Owens Corning leads structurally, with valuation as the clearest single gap between the two profiles. Kuehne + Nagel International still has the edge on stability, which keeps the comparison from looking entirely one-sided. Both sides have seen trend damage — neither carries a clear market edge right now. With both trends damaged, the structural comparison carries most of the weight here.
The comparison is based on similar long-term financial trajectories, not sector labels.
Most of the separation is still concentrated in valuation.
These two companies are linked by measured long-term financial trajectory similarity within the selected peer universe.
The pair sits on a clearly comparable long-term path, though it is not a near-twin match.
The clearest structural overlap shows up in margin consistency and recent revenue growth.

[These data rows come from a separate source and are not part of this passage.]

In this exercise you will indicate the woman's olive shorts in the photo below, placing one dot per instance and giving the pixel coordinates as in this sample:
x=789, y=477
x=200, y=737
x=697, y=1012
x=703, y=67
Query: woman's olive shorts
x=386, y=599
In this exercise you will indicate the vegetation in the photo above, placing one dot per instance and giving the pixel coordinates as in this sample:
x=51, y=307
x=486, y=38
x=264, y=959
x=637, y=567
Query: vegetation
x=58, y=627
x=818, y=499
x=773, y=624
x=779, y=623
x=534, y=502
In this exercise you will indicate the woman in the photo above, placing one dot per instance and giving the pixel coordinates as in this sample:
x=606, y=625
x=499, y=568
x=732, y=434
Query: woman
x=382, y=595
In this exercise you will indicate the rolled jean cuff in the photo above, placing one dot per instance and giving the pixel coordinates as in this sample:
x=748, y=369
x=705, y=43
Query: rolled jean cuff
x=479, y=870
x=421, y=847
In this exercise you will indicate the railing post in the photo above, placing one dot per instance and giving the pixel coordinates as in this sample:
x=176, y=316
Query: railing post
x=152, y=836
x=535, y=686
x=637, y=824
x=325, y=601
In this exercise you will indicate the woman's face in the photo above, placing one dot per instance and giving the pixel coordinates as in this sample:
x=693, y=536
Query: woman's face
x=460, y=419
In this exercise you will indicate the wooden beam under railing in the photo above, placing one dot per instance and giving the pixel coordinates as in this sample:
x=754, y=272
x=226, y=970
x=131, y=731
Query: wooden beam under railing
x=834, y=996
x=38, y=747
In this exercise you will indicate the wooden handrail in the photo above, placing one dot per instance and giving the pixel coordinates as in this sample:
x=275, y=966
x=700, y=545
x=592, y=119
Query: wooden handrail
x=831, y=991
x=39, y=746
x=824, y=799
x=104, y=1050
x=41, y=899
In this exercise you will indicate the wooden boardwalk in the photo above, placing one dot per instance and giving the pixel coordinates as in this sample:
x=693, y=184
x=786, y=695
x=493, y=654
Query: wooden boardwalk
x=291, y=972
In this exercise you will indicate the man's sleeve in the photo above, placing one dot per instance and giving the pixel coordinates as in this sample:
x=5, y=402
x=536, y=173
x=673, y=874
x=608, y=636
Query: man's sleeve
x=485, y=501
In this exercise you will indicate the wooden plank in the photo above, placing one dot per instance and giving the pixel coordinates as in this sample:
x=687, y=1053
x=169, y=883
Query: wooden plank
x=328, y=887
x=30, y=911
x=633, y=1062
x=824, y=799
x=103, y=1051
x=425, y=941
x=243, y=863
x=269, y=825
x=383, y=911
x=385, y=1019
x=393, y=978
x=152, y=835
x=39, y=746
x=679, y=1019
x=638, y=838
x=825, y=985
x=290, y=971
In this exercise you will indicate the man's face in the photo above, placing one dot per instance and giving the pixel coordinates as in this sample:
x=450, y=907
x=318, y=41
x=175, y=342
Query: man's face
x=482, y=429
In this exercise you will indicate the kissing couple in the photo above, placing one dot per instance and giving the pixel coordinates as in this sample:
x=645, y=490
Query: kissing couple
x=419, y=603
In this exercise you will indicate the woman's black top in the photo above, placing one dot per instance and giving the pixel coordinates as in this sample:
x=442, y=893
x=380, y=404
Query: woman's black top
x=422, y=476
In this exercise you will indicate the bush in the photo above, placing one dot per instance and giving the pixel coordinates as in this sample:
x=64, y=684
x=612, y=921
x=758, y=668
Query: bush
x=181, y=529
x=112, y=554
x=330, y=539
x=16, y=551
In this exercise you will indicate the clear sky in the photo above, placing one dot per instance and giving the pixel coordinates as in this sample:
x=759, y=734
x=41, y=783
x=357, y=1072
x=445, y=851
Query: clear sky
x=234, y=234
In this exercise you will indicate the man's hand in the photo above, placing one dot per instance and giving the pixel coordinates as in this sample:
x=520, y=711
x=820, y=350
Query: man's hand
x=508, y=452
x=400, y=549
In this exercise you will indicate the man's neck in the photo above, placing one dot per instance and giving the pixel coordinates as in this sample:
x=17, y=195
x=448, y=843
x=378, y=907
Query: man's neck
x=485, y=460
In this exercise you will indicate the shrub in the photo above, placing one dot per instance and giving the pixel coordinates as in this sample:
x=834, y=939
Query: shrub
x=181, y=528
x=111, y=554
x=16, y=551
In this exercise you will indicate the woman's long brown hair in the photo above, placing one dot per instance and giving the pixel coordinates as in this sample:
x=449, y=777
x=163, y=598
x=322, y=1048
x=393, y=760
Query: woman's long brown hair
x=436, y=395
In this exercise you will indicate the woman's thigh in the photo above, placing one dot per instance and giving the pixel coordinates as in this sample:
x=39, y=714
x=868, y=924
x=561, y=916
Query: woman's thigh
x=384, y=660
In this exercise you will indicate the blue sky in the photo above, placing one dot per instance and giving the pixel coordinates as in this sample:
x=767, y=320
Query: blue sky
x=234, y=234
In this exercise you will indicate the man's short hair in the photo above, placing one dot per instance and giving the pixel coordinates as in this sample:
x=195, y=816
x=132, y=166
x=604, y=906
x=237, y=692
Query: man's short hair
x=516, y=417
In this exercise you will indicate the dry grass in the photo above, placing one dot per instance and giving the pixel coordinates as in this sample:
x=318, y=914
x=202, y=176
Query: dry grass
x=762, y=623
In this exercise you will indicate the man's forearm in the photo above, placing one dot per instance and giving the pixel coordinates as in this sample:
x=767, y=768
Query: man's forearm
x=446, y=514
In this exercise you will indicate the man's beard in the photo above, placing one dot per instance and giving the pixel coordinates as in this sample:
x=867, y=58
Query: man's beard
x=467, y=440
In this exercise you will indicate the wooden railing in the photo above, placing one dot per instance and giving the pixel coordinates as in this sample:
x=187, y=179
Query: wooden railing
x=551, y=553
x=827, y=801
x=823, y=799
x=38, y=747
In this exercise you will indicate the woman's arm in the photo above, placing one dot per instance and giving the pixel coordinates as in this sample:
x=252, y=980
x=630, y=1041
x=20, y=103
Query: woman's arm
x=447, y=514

Scores reflect position relative to comparable companies with similar long-term financial trajectories.
Pricing shapes this comparison more than a broad operating gap.
Left means cheaper relative valuation. Higher means stronger structure.
The two profiles are relatively close, but the price setup still leans toward Owens Corning.
Valuation position uses peer-relative PE percentile (idx_pct_pe) and Forward P/E where available.
The multiple-based pricing edge comes from a forward P/E that is 11.6 turns lower.
Stability still leans toward Kuehne + Nagel International AG, so the lead is real without reading as one-way.
The valuation lead is clear, but pricing and stability still pull in the other direction — the result holds, but not without friction.
Break down the KNIN.SW vs OC comparison across all dimensions with the full interactive tool.
Explore how KNIN.SW and OC each compare against other companies in their peer groups.
Rule-based, descriptive analysis only. Derived from peer percentile dimensions. Not investment advice. Peer groups are determined algorithmically based on structural similarity — not by sector classification alone.
AssetNext scores reflect each company's structural position within its functional peer group — not a ranking against all stocks simultaneously. Peers are identified by similarity across eight financial dimensions, including revenue growth trajectory, margin structure, capital intensity, and earnings stability. A score of 75 means the company ranks in the top quartile within its own peer group, not the entire market.
Four dimension scores drive the overall peer score: Growth (revenue trajectory and expansion dynamics), Quality (margin structure and capital efficiency), Valuation (peer-relative pricing on standard multiples), and Stability (earnings consistency and financial predictability). Each dimension is scored 0–100 relative to the peer group, then combined into an overall peer score using equal weighting.
Scores are recalculated periodically as underlying financial data is updated. All analysis is descriptive and rule-based — AssetNext describes structural realities and never issues buy, sell or hold recommendations.